Su Manifestación explotó con luz radiante, alas llameantes púrpura-doradas brotando de su espalda.
El poder surgió más y más alto mientras Zerrion Draal se elevaba hacia el cielo y bramaba.
—¡ESTALLIDO…
DE OLVIDO!
…!
La Energía Evolutius y Primordial se enroscaron, viles e inestables.
La erupción que siguió partió el aire con violencia.
Cadenas como de lava de un púrpura brillante estallaron, apuntando a enredar y quemar al fénix envuelto en fuego blanco.
Aquiles observó todo, imperturbable.
Abrió sus fauces —fauces que ahora pertenecían a algo mucho más grande que él.
Y él…
respiró.
Estaba aprendiendo que el Descenso del Fénix Solar Lunar Nirvánico incluía más que solo fuerza.
Tenía garras lo suficientemente afiladas para cortar el espacio.
Llamas lo suficientemente calientes para quemar a través de seres invocados.
Y fauces…
¡HUUM!
Que liberaban soles incandescentes.
Y lunas.
Cientos de soles dorado-blancos y lunas plateado-blancas en miniatura explotaron desde su boca, cayendo en cascada por el cielo como una avalancha celestial.
El espacio mismo se retorció.
Se derritió.
Los cielos del Reino de Neón se distorsionaron mientras belleza y devastación se entrelazaban.
Estos orbes no caían con tiranía.
Caían con elegancia y realeza como el fin del mundo envuelto en una lluvia de estrellas.
¿Su impacto?
¡Cataclísmico!
¡HUUUM!
Las cadenas de lava no tuvieron oportunidad.
El calor radiante, la gravedad y la pura densidad de cada sol y luna en miniatura las destrozaron convirtiéndolas en polvo estelar, llenando el cielo de cenizas resplandecientes.
Con cada órbita, barrían las defensas de Zerrion Draal —quemándolas como papel empapado en aceite.

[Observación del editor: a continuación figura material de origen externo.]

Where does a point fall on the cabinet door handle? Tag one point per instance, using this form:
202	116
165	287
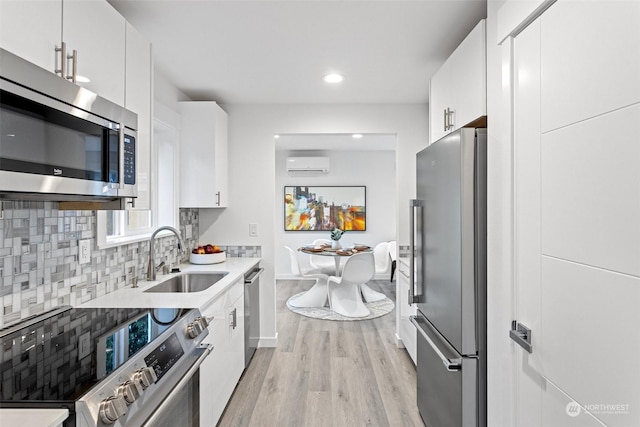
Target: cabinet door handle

Como una corona de destrucción, los cuerpos celestes giraban alrededor de la forma masiva de Zerrion Draal.
—Ah…
La voz del Juez apenas escapó de sus labios.
Su asombro y miedo eran reales.
Porque frente a él ardía una energía diferente a cualquier cosa que hubiera encontrado antes.
No era Evolutius.
No era Primordial.
Era algo más puro.
¡Algo más antiguo!
Y estaba destrozando su Ser Etéreo Dhármico como si estuviera hecho de paja.

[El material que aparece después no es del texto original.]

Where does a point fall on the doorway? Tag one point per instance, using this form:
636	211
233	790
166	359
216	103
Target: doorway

La escena era tan increíble, tan inesperada, que muchos observadores olvidaron cómo respirar.
Los que estaban cerca lo presenciaron con sus propios ojos.
Los que estaban lejos lo veían a través de deslumbrantes pantallas y proyecciones holográficas por todo el Reino de Neón.

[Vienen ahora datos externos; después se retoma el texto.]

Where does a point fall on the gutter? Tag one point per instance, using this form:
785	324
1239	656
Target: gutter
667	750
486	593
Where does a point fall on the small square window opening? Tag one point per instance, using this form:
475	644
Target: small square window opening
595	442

Fueron testigos del poder innegable de una Entidad de Manifestación Dharma siendo despedazada —una manifestación masiva rasgada para revelar la pequeña y vulnerable figura del Juez de Lunaris debajo.
Vieron la majestuosa y obsesivamente hermosa danza de soles y lunas en miniatura, rotando y deslizándose como bailarines celestiales.
Como si estuvieran realizando un ritual de origen cósmico antiguo diseñado para aniquilar a su enemigo.
En medio de todo, una luna plateada-blanca brillante rotó a través de la forma congelada de Zerrion Draal.
Permaneció paralizado, sobrecogido por la cruda belleza y devastación que lo rodeaba —hasta que la luna atravesó su pecho.
Marcó un rastro de absoluta destrucción a través de él.
Jadeos resonaron en cada pantalla, cada campo de batalla.
Un agujero amplio y perfecto ahora marcaba el centro del pecho de Zerrion Draal.
Su corazón y pulmones fueron quemados hasta la extinción.
Flotaba en el cielo, mirando hacia abajo a su pecho arruinado —casi el noventa por ciento había desaparecido.
¡Su corazón, casi completamente borrado!